A mechanistic link between HDP and PPCM is biologically plausible. An angiogenic imbalance, with increased levels of anti-angiogenic factors (e.g. sFlt-1), is believed to play a role in the pathophysiology of HDP [28], and sFlt-1 and anti-angiogenic prolactin cleavage products may also be involved in the pathophysiology of PPCM [17–19]. The altered hemodynamics of HDP also increase cardiac stress during pregnancy. Up to 80% of preeclamptic women exhibit adaptive cardiac changes such as myocardial remodeling, and up to 50% have left ventricular global diastolic dysfunction; furthermore, 20% of women with severe forms of preeclampsia experience even greater cardiac dysfunction (left ventricular hypertrophy and radial systolic dysfunction) [29]. Why only some women with HDP develop PPCM can perhaps be explained by a “two-hit” hypothesis, whereby the anti-angiogenic state and/or cardiac changes common in HDP push women already susceptible to cardiac insult (due to e.g. reduced cardiac proangiogenic defenses, myocarditis, genetic variants, viral infection [14,17,19]) over some homeostatic threshold. Our finding that severe preeclampsia was most strongly associated with PPCM fits well with this hypothesis, since women with severe preeclampsia often have high levels of anti-angiogenic factors [30] and significant cardiac maladaptation [31].
Despite the magnitude of the associations between HDP and PPCM, most PPCM (69%) occurred in apparently healthy women with normotensive pregnancies. The hemodynamic load of a normal pregnancy may also exceed the heart’s adaptive capacity in a certain proportion of women, a suggestion supported by the recent finding that 18–28% of apparently healthy nulliparous women had left ventricular diastolic chamber dysfunction and/or impaired myocardial relaxation at term [32]. Alternatively, pregnancy may simply trigger cardiomyopathy in women already predisposed to cardiac pathology. The distribution of truncating variants in genes previously associated with dilated cardiomyopathy (e.g. the gene for the sarcomere protein titin) is similar for women with PPCM and persons with idiopathic dilated cardiomyopathy [14], suggesting that in women already predisposed to dilated cardiomyopathy, the stress of pregnancy may simply hasten the process, resulting in PPCM.

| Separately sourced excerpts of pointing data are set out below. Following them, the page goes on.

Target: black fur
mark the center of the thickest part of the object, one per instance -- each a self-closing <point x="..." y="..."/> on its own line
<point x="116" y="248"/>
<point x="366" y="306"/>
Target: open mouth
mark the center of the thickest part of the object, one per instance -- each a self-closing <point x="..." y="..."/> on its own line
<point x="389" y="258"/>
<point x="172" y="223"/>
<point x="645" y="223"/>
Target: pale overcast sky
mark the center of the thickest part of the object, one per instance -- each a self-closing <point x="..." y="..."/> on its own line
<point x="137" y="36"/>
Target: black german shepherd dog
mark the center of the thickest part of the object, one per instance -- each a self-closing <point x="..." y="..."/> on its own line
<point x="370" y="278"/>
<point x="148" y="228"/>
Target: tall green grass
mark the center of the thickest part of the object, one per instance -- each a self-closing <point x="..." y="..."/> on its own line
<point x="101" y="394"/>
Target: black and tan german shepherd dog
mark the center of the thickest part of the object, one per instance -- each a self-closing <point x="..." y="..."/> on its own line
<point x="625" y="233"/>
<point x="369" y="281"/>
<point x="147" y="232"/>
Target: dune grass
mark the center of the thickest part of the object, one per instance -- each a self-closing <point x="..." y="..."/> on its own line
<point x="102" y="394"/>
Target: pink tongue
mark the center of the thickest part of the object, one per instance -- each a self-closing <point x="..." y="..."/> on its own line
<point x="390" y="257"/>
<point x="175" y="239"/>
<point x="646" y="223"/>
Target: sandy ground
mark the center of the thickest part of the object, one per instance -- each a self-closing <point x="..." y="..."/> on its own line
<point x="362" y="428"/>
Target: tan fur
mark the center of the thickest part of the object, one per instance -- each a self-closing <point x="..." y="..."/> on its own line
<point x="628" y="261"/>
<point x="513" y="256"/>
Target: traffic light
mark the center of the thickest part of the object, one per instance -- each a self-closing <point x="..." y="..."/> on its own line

As observed in other studies, higher maternal age [8,11] and multiple pregnancy [8,11] were independently associated with the risk of PPCM. Smoking was also strongly associated with PPCM, as seen in other studies [12,13]. We also found a strong association between high BMI and PPCM risk, which is at odds with the prevalent opinion about the importance of obesity in the etiology of PPCM [8,13,19]. Interestingly, adjustment for BMI did not meaningfully affect the associations between HDP and PPCM, suggesting that the observed associations cannot be explained by obesity. Other studies have observed associations between both chronic hypertension and diabetes, and PPCM [8,10,11], but our results were robust to the exclusion of pregnancies following the development of diabetes and hypertension. There were too few adverse outcomes among women with PPCM (e.g. only one death among women with both an HDP and PPCM, and 12 deaths in women with PPCM and no HDP) to allow us to assess whether there were HDP-related differences in PPCM outcomes.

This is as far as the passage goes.